Some of the complexities of reporting genetic findings, either targeted or incidental, back to individuals were discussed by Robert C Green (Brigham and Women's Hospital and Harvard Medical School, USA), including a randomized controlled trial of the impact of genome sequencing, the MedSeq Project, and the thinking behind the recent American College of Medical Genetics and Genomics recommendations to return certain incidental findings to patients, whether or not the patient expects this. The ClinSeq study (Leslie Biesecker, National Institutes of Health, USA) is investigating the consequences of returning clinically relevant results from exome sequencing to suitably consented patients, illuminating both their reactions and the variable penetrance of some 'disease' variants, as discussed above. An aspect that was briefly touched upon was that the disclosure of incidental genetic risks discovered in children could limit their future options in ways that they had not themselves consented to. The ethical debate is far from over, but can now be conducted with the benefit of some data.
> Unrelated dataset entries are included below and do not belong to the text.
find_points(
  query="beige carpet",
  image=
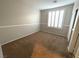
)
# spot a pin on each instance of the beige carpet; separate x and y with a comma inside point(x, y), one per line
point(39, 45)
We are in an era of medical-genomic projects of ever-increasing scale: the meeting heard reports from the Deciphering Developmental Disorders rare disease study (Margriet van Kogelenberg and Daniel A King, The Wellcome Trust Sanger Institute, UK), the UK10K Project (Nicole Soranzo, The Wellcome Trust Sanger Institute, UK), the SardiNIA Medical Sequencing Discovery Project (Gonçalo Abecasis, University of Michigan, USA), and the National Heart, Lung, and Blood Institute Exome Sequencing Project (Daniel MacArthur, Massachusetts General Hospital, USA; Gonçalo Abecasis, University of Michigan, USA), and even early-stage plans to move next-generation sequencing into the clinic by sequencing 100,000 phenotyped individuals to guide treatment of cancer and diagnosis of rare disorders (Tim Hubbard, Department of Health, UK).
The genomic revolution has thus begun filtering through to clinics. It has already led to improvements in diagnosis and choice of treatment. More directly, antisense RNA clinical trials are beginning to tackle rare intractable Mendelian disorders that are caused by defects in single genes with large effect sizes. Clinical outcomes, everyone hopes and expects, will gradually improve as we unravel the complexity of genome biology. But we should bear in mind the report of Jennifer J Lentz (LSU Health Sciences Center, USA) that patients with type 1 Usher syndrome, which leads to combined deafness and blindness, would welcome treatment for the blindness, but do not consider that their deafness needs intervention. Progress must reflect a dialog between all involved: researchers, clinicians and most of all patients.
The authors declare that they have no competing interests.
This work was funded by The Wellcome Trust (09851).